Where body.json is { "systemPrompt": "...", "modelId": "x-ai/grok-4.1-fast", "samples": [] }. Use a file rather than inline JSON because the system prompt contains backticks, newlines, and quotes that break shell escaping.

If the user prefers Node/PowerShell, the same three calls work — register → PUT — and the response codes are the same.

6. Verify

After deploy, GET the ecosystem back and confirm the systemPrompt returned matches what was sent.
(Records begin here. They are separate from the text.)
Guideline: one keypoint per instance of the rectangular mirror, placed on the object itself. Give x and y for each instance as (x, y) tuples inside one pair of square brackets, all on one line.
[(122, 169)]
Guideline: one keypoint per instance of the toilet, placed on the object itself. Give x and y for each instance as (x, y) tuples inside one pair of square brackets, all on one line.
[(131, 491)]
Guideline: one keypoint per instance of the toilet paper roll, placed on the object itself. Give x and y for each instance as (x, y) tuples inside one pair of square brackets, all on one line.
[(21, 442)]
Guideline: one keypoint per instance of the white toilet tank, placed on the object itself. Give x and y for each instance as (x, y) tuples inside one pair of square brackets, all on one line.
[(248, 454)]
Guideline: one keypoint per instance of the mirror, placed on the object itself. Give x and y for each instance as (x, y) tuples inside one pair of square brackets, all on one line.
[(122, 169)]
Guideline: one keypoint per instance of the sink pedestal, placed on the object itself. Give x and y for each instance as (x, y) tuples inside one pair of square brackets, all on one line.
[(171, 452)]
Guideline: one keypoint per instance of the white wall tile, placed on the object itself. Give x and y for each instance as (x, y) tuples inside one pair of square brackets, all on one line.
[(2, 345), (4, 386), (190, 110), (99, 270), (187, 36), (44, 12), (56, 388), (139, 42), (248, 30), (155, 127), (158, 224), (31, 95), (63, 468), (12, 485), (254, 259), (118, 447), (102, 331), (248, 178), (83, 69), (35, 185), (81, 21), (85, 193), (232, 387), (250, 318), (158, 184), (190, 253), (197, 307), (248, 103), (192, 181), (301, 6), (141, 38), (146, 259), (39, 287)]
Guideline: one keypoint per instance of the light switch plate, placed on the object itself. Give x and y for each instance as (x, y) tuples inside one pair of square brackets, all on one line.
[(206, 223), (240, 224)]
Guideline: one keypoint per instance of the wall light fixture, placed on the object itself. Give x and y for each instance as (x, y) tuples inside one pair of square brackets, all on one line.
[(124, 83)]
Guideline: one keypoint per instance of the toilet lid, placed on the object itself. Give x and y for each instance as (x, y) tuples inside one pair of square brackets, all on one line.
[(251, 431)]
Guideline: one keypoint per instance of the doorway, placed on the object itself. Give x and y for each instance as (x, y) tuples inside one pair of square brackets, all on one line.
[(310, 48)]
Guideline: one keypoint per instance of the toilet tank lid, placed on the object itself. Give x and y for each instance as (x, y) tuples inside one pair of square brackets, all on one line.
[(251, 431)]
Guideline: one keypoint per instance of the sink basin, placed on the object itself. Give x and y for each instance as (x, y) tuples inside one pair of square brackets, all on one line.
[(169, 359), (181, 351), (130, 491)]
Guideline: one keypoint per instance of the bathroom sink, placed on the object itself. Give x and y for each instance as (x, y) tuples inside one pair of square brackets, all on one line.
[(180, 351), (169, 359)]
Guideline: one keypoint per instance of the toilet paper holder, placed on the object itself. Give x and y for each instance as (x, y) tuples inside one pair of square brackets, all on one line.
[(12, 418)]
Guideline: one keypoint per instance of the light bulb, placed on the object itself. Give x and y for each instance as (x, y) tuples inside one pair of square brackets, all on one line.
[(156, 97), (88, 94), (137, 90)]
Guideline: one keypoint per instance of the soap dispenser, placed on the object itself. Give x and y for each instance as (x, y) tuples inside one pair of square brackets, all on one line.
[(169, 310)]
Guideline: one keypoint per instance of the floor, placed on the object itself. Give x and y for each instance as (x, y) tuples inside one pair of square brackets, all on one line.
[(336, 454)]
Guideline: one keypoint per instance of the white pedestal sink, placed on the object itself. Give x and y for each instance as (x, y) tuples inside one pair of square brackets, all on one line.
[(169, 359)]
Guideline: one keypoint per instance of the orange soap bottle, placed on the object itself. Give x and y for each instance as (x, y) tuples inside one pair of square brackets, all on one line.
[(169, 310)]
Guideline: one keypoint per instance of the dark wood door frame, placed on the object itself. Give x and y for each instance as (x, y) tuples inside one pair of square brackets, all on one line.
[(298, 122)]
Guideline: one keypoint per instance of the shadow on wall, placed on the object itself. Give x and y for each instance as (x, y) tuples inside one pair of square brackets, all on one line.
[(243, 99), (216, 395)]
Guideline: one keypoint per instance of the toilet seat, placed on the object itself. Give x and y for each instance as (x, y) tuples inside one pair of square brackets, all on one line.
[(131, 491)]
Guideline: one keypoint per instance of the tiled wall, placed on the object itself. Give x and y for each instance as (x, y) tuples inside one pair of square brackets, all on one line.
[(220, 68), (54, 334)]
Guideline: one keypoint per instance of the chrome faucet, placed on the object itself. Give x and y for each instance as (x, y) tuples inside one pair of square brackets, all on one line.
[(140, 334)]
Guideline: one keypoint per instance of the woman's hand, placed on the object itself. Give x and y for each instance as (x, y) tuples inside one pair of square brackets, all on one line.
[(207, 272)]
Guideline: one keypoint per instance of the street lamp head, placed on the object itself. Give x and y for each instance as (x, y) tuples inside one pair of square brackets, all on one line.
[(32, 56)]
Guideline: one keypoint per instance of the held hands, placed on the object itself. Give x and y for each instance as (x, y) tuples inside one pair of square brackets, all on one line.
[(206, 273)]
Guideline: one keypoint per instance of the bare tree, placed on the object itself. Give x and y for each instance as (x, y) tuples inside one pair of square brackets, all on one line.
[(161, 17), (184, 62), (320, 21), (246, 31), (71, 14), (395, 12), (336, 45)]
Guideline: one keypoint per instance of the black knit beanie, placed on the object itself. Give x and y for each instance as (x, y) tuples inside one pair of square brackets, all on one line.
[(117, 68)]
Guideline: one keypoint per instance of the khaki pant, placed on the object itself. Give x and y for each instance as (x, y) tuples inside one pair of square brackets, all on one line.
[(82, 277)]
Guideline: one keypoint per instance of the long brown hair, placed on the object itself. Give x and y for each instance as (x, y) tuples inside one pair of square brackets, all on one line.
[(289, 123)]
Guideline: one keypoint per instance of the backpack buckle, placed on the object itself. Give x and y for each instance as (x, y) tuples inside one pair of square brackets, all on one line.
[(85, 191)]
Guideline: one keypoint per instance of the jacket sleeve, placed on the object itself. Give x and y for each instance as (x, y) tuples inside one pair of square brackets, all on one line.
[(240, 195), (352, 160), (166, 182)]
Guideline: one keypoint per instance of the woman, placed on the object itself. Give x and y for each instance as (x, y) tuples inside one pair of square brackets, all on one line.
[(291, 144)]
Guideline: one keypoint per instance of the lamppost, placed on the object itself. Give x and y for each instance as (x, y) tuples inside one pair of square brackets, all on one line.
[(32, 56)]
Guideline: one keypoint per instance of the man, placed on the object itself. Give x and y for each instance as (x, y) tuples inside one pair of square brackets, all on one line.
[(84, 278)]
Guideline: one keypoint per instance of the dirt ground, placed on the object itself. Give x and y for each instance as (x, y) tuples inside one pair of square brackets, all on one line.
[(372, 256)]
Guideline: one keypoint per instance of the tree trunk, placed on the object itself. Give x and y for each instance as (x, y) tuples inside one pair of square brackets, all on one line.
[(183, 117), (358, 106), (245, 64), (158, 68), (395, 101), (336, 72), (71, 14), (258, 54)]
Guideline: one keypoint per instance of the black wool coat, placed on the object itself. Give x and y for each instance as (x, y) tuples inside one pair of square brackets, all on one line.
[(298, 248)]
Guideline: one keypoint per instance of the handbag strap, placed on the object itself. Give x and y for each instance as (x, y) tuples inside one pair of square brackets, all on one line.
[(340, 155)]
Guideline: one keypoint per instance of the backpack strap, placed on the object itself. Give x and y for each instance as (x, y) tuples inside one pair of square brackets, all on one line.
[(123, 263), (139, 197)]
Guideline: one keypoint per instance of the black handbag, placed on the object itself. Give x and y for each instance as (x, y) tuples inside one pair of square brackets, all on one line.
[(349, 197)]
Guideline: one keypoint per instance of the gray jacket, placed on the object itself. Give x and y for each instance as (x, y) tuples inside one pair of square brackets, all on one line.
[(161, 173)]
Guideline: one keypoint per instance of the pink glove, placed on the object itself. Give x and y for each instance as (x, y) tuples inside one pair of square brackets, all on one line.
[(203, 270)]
Report success with the ecosystem key and a one-line summary of the guide's main points (encoder, weight-syntax stance, negative-prompt stance, any unique feature).

Anti-patterns to avoid

  • Don't copy a sibling guide and rename. The shape is shared but the rules diverge — a Flux guide pasted under a Wan key will mislead the analyzer.
  • Don't invent capabilities. If the source doesn't mention audio, multilingual rendering, or 4K output, don't claim them.
  • Don't soften incompatibility. "Weight syntax may not work" is wrong if the encoder ignores it entirely. Say "ignored" or "unsupported."
  • Don't drop the two trailing Guidelines bullets ("Limit recommendations to the 3 most impactful improvements" and "The enhanced prompt should be a single, ready-to-use prompt..."). They're load-bearing for the analyzer's output format.
  • Don't push to the orchestrator without showing the user the guide first. Once deployed, it shapes every prompt-analysis call for that ecosystem.